Vanderbilt Heart and Vascular Institute is the first medical center in the United States to use a new fully resorbable envelope that encloses implantable cardiac devices, such as pacemakers and internal cardioverter defibrillators (ICDs), and helps prevent surgical site infections. The AIGISRx R Antibacterial Envelope from TYRX, Inc. received Food and Drug Administration (FDA) clearance on May 20.
AIGISRx R Antibacterial Envelope is a fully bioresorbable, antibacterial pouch-like mesh envelope that holds cardiac rhythm devices securely in place when implanted in the body. The envelope contains the antimicrobial agents rifampin and minocycline, which are released locally into the tissue, to help reduce infections associated with cardiac implantable electronic devices (CIEDs).
Over the last several decades, the number of cardiac device infections has risen significantly and out of proportion to the number of cardiac device implantations. With more than 500,000 CIED implantations annually in the U.S., it is critical that the infections associated with these types of procedures are avoided to help save lives and money, according to cardiologist Christopher Ellis, MD, assistant professor of medicine, who used the resorbable envelope for the first time on Aug. 7.
The CIED is placed below the collarbone in a pocket the physician creates underneath the skin. Once the device is placed inside the mesh envelope and implanted into the pocket, the antimicrobials are released and the envelope dissolves entirely within about nine weeks.
The infection protection is still there. Its nice to know when I go back into the pocket several years from now, I wont even know it (AIGISRx R) was ever in there, Ellis says.
Research by Ellis and colleagues at Vanderbilt has shown that the AIGISRx Antibacterial Envelope significantly reduced device infections by nearly 90 percent in high-risk patients, compared to patients who did not receive the AIGISRx.
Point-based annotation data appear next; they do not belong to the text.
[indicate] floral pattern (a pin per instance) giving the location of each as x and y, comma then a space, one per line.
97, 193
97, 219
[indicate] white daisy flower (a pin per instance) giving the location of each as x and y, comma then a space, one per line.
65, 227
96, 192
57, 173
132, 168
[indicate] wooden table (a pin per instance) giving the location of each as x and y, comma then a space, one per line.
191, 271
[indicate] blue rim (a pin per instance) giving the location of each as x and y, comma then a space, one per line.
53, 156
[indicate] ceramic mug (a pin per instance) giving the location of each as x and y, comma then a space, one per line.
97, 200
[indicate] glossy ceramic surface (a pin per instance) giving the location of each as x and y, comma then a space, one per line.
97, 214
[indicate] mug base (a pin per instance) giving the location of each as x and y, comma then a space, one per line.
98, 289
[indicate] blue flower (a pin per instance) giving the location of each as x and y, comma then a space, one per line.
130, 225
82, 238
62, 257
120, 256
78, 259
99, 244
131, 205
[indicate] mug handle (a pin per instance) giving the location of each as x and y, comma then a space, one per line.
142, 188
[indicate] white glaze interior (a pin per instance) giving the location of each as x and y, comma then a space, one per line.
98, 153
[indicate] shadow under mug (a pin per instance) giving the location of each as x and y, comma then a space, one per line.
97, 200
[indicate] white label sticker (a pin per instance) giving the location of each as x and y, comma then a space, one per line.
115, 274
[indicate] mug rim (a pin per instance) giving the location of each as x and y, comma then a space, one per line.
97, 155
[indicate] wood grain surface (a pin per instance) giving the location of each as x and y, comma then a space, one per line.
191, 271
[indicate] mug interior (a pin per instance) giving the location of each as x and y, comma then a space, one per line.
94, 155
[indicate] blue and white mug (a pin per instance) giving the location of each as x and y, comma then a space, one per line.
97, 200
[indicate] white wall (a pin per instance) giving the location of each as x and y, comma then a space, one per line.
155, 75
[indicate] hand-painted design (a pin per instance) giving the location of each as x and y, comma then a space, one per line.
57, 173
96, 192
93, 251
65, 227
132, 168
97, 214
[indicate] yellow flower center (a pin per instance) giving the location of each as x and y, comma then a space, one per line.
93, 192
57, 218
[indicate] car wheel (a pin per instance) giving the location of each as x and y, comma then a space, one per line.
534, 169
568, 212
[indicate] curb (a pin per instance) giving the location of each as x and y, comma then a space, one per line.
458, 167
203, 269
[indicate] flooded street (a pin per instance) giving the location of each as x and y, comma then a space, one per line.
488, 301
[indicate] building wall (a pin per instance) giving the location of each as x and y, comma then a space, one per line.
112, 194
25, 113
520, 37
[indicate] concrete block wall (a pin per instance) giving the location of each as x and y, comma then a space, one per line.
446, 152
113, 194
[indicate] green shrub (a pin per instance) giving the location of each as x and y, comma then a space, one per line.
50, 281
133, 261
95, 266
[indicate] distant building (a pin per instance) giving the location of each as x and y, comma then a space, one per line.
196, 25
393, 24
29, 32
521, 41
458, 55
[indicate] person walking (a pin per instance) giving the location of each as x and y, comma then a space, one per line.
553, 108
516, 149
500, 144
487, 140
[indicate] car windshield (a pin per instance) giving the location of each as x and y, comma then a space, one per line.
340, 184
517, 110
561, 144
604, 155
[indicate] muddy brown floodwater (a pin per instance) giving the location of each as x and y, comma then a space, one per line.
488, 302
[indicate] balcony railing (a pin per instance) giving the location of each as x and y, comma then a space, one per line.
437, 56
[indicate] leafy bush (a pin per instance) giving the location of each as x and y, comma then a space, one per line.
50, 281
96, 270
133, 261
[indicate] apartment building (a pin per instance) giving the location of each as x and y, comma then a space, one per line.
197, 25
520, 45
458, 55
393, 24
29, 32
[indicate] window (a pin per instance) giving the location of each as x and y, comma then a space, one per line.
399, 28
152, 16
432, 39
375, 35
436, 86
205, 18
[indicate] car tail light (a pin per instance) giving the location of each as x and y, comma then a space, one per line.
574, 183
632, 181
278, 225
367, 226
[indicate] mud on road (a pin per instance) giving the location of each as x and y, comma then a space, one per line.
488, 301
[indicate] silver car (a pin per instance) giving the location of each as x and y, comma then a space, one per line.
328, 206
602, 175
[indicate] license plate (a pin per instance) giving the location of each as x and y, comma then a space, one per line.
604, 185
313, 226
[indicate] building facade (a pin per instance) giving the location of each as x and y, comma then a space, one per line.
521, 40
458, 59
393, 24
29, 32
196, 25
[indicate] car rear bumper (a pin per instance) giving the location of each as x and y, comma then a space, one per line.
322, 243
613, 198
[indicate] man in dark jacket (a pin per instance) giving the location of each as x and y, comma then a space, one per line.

Nationally, patients with surgical site infections following CIED procedures spend additional time in the hospital and undergo repeat surgical procedures to treat the infection. These patients experience significant increases in morbidity and mortality, with one-year mortality rates of greater than 25 percent, and three-year mortality of up to 50 percent, depending on device type.
Cardiac device generators typically need to be replaced every five to eight years due to wear and tear, and each time the procedure is performed, the rate of infection increases exponentially, Ellis says. In addition, there are some patients who are at greater risk of infection due to diabetes, kidney disease and prior device infection.